I hate to hear people say what is on that sticker: they speak as if they literally work harder because of Welfare! The basic philosophy behind this mentality is that 100% of what I produce or earn should be for me, me, me. I think that is a sad place to be.
The same people who cry out about the "evils of socialism" when talking about Welfare seem to keep their mouths closed about the "evils" when it is Wall Street being the recipient.
At 10/09/2008 03:20:00 PM, Amy
What about the people who are on welfare that don't work hard? Don't get me wrong...I am compassionate too about helping the poor. I enjoy seeking out the people who visit our church who "fit outside the box" and finding ways we can help them. I have known many people who are collecting goverment benefits (welfare, WIC, medicaid etc) who cannot hold down a job, who miss weeks on end due to personal crisis, who bring drugs to work, and who are not responsible. One of my old friends from when I worked in the inner city got his girlfriend pregnant to give her the gift of a baby since she always wanted one. Now they can hardly provide for the baby because he has four other children with four other mothers. What about the person who comes by our church repeatedly asking for this or that?

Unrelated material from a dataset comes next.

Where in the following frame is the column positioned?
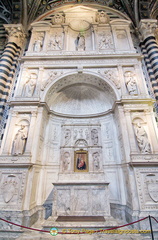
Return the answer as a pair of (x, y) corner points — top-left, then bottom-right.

Sure we give him food from our pantry lovingly and willingly and even given him money for various needs. He comes back all the time. We cannot keep writing checks. I think caring for the poor goes beyond government handouts.
The amount of food you can get on food stamps is huge. I was surprised when I found out how much food my friend could get. Honestly it was nice when we qualified for Medicaid. The bills for my child's vaccinations, prescriptions, and doctor's visits now are expensive. I can see why people don't want to get off those programs. Most of my friends in the inner city never cooked and hardly knew how to. I would bring in cooked food all the time to work and they barely knew how to make spaghetti. I thought about starting a cooking class for them and maybe I should have.
I would like to see more energy going into mentoring and giving these people dignity and respect. I love being friends and caring for the poor, but I am tired of seeing them relying constantly on the governement and it's not getting them anywhere.
At 10/12/2008 03:27:00 PM, Kester
I don't think welfare is a perfect system (nor does anyone seem to be arguing for that) and would agree that helping the poor should go beyond "government handouts", but I also applaud Mike's thoughts and wholeheartedly agree. The accusation leveled at Obama and Biden that they are socialists strikes me as ironic, as it comes from the basic Biblical principle that "the man with two tunics should share with him who has noneand the one with food should do the same."